Highlights & Insights¶
- Precisely diagnoses the root cause of SFDA failure on WSOL (prediction bias amplification) rather than broadly attributing failure to domain shift.
- The analogy of "unlearning old decision boundaries to establish new, balanced ones" is intuitive, and the method is concise (only three loss terms).
- Consistently effective across three WSOL architectures (CNN/Transformer/MIL) and six target domains, demonstrating strong generalization.
- Recovers CL to 80%+ even in scenarios where SFDA-DE completely fails (CL collapses to 50%), demonstrating robustness.
Limitations & Future Work¶
- Validated only on binary classification (tumor/normal); dominant class identification and forgetting strategies require extension to multi-class pathology settings.
- The forget/retain partition relies solely on prediction entropy, without exploiting feature-space structure (e.g., clustering density).
- Pixel-level CAM pseudo-label quality is bounded by source model quality; CAMs themselves may be unreliable under cross-domain settings.
- Dataset scale is limited (GlaS contains only 67 training images); effectiveness on larger-scale datasets remains to be verified.
- Open-set scenarios where the target domain contains novel classes absent from the source domain are not explored.
Related Work & Insights¶
- vs. SFDA-DE (CVPR'22): A classical distribution estimation SFDA method; PxAP degrades under severe prediction bias (28.0 vs. Source-only 36.9), with CL collapsing to 50% across multiple centers.
- vs. RGV (CVPR'25): An uncertainty-controlled SFDA method; its conservative strategy approximates Source-only performance (PxAP 34.7 vs. 36.9), yielding almost no adaptation gain.
- vs.
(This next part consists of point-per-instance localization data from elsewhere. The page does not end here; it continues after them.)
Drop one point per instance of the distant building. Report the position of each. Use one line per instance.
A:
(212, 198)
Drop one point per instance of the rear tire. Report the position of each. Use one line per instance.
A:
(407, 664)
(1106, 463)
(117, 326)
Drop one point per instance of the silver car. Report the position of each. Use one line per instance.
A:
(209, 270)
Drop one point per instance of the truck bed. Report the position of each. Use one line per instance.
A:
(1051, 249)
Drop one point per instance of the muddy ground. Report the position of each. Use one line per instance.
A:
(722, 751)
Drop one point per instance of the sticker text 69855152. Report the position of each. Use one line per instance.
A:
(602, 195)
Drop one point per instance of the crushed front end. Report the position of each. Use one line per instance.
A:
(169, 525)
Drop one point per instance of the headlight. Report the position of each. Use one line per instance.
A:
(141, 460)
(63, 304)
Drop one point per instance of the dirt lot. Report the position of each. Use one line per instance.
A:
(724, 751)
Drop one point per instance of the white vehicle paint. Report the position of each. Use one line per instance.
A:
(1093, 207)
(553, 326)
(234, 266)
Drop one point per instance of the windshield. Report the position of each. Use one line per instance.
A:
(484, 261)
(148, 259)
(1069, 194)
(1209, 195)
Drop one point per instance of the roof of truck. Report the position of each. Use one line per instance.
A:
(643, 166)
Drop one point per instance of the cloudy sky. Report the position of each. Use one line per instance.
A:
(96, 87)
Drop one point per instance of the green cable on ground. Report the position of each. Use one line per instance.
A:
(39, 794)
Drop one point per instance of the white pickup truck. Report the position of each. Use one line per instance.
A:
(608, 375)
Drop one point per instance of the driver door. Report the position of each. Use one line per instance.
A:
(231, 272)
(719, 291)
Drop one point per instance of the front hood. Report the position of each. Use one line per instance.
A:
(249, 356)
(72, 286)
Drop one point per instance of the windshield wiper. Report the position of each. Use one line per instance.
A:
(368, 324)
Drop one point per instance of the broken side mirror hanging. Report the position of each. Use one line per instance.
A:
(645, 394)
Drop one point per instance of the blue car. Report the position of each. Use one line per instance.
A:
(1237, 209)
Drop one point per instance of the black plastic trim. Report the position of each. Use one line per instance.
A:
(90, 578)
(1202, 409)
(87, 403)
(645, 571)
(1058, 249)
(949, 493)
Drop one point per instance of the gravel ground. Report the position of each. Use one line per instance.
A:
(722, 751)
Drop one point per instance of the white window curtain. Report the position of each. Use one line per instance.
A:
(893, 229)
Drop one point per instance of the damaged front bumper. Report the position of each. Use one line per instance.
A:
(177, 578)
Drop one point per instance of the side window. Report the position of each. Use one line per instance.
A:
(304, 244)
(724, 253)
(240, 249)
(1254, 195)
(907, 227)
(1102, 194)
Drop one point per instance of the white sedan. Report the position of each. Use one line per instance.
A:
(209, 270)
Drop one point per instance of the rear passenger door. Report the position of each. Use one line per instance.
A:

ERL (ICLR'23): Addresses domain shift via noisy label learning; CL improves but PxAP frequently declines (25.4), failing to resolve localization degradation.
- Insight: Prediction bias amplification is a general problem in self-training-based domain adaptation; the debiasing paradigm is broadly transferable to SFDA for detection and segmentation tasks.
Rating¶
- Novelty: ⭐⭐⭐⭐ Introduces machine unlearning into SFDA for prediction debiasing with a clear motivation and concise, effective design.
- Experimental Thoroughness: ⭐⭐⭐⭐ Three WSOL models × multiple cross-domain settings; ablations and visualizations are thorough, though dataset scale is limited.
- Writing Quality: ⭐⭐⭐⭐ Problem formulation is clear; the bias visualization in Fig. 1 is highly intuitive.
- Value: ⭐⭐⭐⭐ Identifies and addresses a core bottleneck in SFDA+WSOL, with practical deployment implications for computational pathology.